Ogromny pech reprezentantki Polski. Kadra naszych zapaśniczek już u progu sezonu będzie poważnie osłabiona. W najbliższym czasie nie będzie mogła walczyć Natalia Kubaty. Mistrzyni Polski w kategorii do 63 kg podczas niedawnego zgrupowania reprezentacji w Zakopanem nadwyrężyła bark. Na szczęście obędzie się bez operacji. Przerwa w startach może potrwać nawet do dwóch miesięcy. Sympatyczna i pracowita zawodniczka Slavii Ruda Śląska cały czas jest pod opieką klubowego fizjoterapeuty.

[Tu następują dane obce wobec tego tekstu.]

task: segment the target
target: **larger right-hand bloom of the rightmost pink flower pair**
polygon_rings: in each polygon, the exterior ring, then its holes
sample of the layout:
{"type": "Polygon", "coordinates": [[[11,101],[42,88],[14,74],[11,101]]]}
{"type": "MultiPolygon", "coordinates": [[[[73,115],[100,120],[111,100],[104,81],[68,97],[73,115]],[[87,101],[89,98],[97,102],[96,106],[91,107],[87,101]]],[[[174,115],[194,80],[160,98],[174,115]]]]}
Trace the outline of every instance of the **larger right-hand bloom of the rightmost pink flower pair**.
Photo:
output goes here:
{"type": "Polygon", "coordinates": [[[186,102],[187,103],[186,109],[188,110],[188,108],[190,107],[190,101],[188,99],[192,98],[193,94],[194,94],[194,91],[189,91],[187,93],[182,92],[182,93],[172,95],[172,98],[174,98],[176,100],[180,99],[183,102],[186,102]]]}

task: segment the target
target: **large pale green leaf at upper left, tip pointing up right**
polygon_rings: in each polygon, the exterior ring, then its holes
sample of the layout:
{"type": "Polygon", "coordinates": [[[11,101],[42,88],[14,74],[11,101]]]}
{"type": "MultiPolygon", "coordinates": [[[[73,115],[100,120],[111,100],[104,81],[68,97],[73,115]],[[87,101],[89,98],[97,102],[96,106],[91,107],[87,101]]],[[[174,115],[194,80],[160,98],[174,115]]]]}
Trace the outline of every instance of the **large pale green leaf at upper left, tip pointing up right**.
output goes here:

– Bardzo żałuję, ale hej na pewno nie wystartuje w zbliżającym się Pucharze Polski w Raciborzu. Pewnie też nie pojedzie na zgrupowanie do Kończej Zaspy – martwi się trener-selekcjoner reprezentacji Piotr Krajewski.
Kubaty to jedna z najzdolniejszych polskich zapaśniczek. Przypomnijmy, że w 2012 roku w Baku wywalczyła brązowy medal mistrzostw świata kadetek, a jej talent odkryła trenerka klubowa Elżbieta Garmulewicz.
Zawody w Raciborzu są bardzo ważne szkoleniowo, bowiem będzie to pierwszy sprawdzian formy kadrowiczek w tym sezonie.
– W Raciborzu poza Natalią wystartuje cała krajowa czołówka. Wszystkie zawodniczki chcą pokazać, co robiły podczas ostatnich tygodni. Dlatego sam jestem ciekawy, jak wypadną niektóre z nich – dodaje trener kadry narodowej.
Tymczasem już 11 lutego rozpoczyna się zgrupowanie w Kończej Zaspie, koło Kijowa, które potrwa do 26 lutego. Na zakończenie pobytu na Ukrainie odbędzie się międzynarodowy turniej w stolicy Ukrainy.
– Na razie nie wiem, które zagraniczne zawodniczki tam wystartują. Na pewno nie zabraknie bardzo silnej ekipy Ukrainy. W zasadzie mam już w głowie skład kadry na ten wyjazd. Do Kończej Zaspy pojedzie 12 zapaśniczek i trzy osoby z kadry szkoleniowej – kończy selekcjoner kadry narodowej.